Isn't it about time to move Central Prison?

Published September 27, 2018

By Joe Mavretic

by Joe Mavretic, former House Speaker and NC SPIN panelist, September 27, 2018.

If you don’t keep up with the happenings and going’s on around our capitol city, you may have missed all the hoopla about Dix Hill.

The property, on which the Dorothea Dix Hospital (Dix Hill) has stood for decades, has been acquired by the City of Raleigh for a huge park complex. One of these days this park will be Raleigh’s answer to New York’s Central Park. This will be an elegant addition to our capitol city. Now we need to begin thinking about what the Dix Hill part of Raleigh will look like in another decade and it’s not pretty.

On the other side of the street, just north of the park, is North Carolina’s Central Prison which is sitting on twenty-nine acres of some of the most valuable urban land in our state. Central Prison opened in 1884 and has been in operation for one hundred and thirty four years. Our Castle style, close custody, central prison is divided into six units and has a capacity of about eleven hundred male inmates sentenced for twenty or more years. The staffing ratio is about one-to-one.

Think about the current situation: Less than three thousand persons are tied to a century-old prison on twenty-nine acres in the heart of our capitol city. To make this situation more ludicrous, on the same side of the street as the prison, within walking distance, is Raleigh’s most impressive family spot-“Pullen Park.” Within a half-mile west of Central Prison lies the main campus of North Carolina State University and less than a mile east is the Convention Center, the Red Hat amphitheater and the brand new Amtrak station.

In 1884, when Raleigh was much smaller, before automobiles were invented, having our central prison near our center of government may have made sense-that’s no longer true in the 21st century. Instead of being an out-of-date nineteenth century eyesore, our close-custody prison(s) should incorporate the most modern design, facilities, technology and theory.

Prisons are economic development tools and should be placed where they can help our struggling counties. Currently there are fifty five state prisons scattered around North Carolina.
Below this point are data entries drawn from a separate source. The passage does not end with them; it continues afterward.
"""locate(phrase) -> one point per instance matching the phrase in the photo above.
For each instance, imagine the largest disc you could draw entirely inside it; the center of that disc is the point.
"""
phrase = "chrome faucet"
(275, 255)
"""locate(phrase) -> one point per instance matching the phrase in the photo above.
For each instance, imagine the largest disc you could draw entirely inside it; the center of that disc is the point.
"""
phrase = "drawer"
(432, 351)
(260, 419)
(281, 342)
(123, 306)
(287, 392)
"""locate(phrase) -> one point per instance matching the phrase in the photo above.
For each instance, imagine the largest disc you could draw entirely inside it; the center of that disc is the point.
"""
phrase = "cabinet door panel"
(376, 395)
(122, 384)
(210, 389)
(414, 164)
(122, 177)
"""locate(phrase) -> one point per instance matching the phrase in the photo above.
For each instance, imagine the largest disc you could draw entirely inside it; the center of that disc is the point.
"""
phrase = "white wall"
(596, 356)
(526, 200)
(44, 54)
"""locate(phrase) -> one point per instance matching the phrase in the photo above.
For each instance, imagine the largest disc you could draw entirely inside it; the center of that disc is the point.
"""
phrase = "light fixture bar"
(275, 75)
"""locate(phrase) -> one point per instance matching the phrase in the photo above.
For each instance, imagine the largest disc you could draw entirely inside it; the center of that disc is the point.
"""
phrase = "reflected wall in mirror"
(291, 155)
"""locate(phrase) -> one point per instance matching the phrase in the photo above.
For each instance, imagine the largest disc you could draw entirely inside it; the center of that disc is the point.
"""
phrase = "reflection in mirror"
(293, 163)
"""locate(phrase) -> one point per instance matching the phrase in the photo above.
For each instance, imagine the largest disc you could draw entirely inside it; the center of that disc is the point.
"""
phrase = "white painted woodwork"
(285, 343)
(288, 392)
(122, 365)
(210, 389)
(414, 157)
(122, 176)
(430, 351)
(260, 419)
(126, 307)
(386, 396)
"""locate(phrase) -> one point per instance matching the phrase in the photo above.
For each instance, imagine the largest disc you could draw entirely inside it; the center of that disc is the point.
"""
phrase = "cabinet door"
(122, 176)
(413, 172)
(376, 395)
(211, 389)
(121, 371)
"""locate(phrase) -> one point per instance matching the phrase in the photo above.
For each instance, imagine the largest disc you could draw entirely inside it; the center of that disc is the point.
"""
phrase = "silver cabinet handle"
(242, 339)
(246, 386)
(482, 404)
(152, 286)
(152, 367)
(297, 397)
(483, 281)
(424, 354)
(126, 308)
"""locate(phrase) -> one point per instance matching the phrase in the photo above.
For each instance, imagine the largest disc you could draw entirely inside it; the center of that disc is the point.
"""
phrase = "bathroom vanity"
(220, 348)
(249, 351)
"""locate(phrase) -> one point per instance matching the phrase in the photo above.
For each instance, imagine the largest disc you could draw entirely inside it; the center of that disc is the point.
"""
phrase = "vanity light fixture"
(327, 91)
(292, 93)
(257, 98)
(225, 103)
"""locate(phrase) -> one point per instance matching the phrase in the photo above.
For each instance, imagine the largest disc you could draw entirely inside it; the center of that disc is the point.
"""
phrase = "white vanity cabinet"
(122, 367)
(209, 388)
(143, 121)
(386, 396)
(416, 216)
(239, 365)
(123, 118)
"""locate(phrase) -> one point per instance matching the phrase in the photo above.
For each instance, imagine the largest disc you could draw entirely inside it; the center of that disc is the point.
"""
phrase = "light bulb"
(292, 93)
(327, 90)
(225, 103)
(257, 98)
Inside those fifty five prisons are about 37,000 inmates and about 20,000 staff. Prison employees should live nearby where they can afford the cost-of-living and not have to travel great distances. Businesses that support a prison should be within a reasonable radius.

Central Prison is just the first prison that needs to be moved. The second one is North Carolina’s Correctional Institute for Women (NCCIW). This thirty-acre facility at 1034 Bragg Street in Raleigh sits in the middle of the next building boom inside Raleigh’s beltline. Moving this prison would disrupt neighborhoods, require relocations, affect property values and change southeast Raleigh. This is going to happen anyway because increasing downtown land costs will continue to upset this neighborhood.

One of North Carolina’s poorer counties could benefit from the one thousand jobs at NCCIW.

If we have the foresight, and courage, to relocate the two Raleigh prisons, then we should to be able to start asking which agencies of state government ought to be relocated from Raleigh to other locations throughout the state. There is no longer a need to have many of our executive branch agencies in Raleigh or in Wake County.

Isn’t it about time to relocate Central Prison? Our state can afford it, Raleigh no longer needs it and another county could benefit from it.